Despite being a developing nation, India is still the third-largest producer of renewable energy in the world, with over 40% of its installed energy capacity coming from non-fossil fuel sources. The transition into renewable energy generation and energy efficiency has several environmental benefits. The biggest and most prominent is the reduction of greenhouse gas emissions. In the past year, India is taken several measures to bring a transition in the energy sector by utilizing more and more renewable energy sources.
India aims at meeting 50% of its energy requirements through renewable sources.
Additionally, reducing its emissions by 1 billion tonnes by the end of this decade. In order to meet these targets, the Ministry of Power passed the Green Energy Open Access Rules 2022.
Under the Unnat Jyoti by Affordable LEDs for All (UJALA) Scheme, India has saved about 43.39 billion kWh of energy annually.
GHG emissions have been reduced by 39.30 MT due to this shift in the energy sector. 36.86 core LED bulbs, 72.18 lakh LED tube lights, and 23.59 lakh energy-efficient fans have been distributed under this scheme across India.
Under the Street Lighting National Programme (SLNP), 1.26 crore LED Street Lights in ULBs and Gram Panchayats. This reduced 5.85 million tonnes of CO2 every year.
A task force was set up on OSOWOG (One Sun, One World, One Grid) to study the techno-economic feasibility of the interconnection of regional grids in Southeast Asia, South Asia, Africa, Europe, and the middle east for the exchange of renewable energy. The interconnection with Sri Lanka, Myanmar, and Maldives is considered for further exploration.
An Indian team of technicians also visited Maldives for studying the technical specifications of interconnection between India and Maldives through Lakshadweep.

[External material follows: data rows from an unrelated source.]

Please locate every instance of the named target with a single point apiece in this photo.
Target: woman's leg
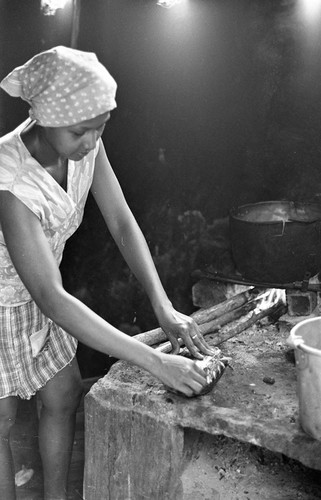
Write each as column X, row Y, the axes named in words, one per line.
column 60, row 399
column 8, row 410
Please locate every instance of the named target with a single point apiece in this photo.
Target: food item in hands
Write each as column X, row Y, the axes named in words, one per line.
column 213, row 367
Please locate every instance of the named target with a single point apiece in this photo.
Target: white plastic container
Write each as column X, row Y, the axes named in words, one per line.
column 305, row 337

A pilot project on a 1000MWh Battery Energy Storage system has also been planned. The Ministry of Power has also constituted a high-level committee to plan the required transmission system for 500 GW of non-fossil fuels based installed capacity.
The committee formulated a detailed plan titled “Transmission System for Integration of over 500 GW RE Capacity by 2030”. The plan identified upcoming non-fossil-based generation centers in the country.
India also plans to replace about 58,000 million units of power produced from 30,000-megawatt capacity in central, state, and private thermal power stations, with renewable energy by 2024-25.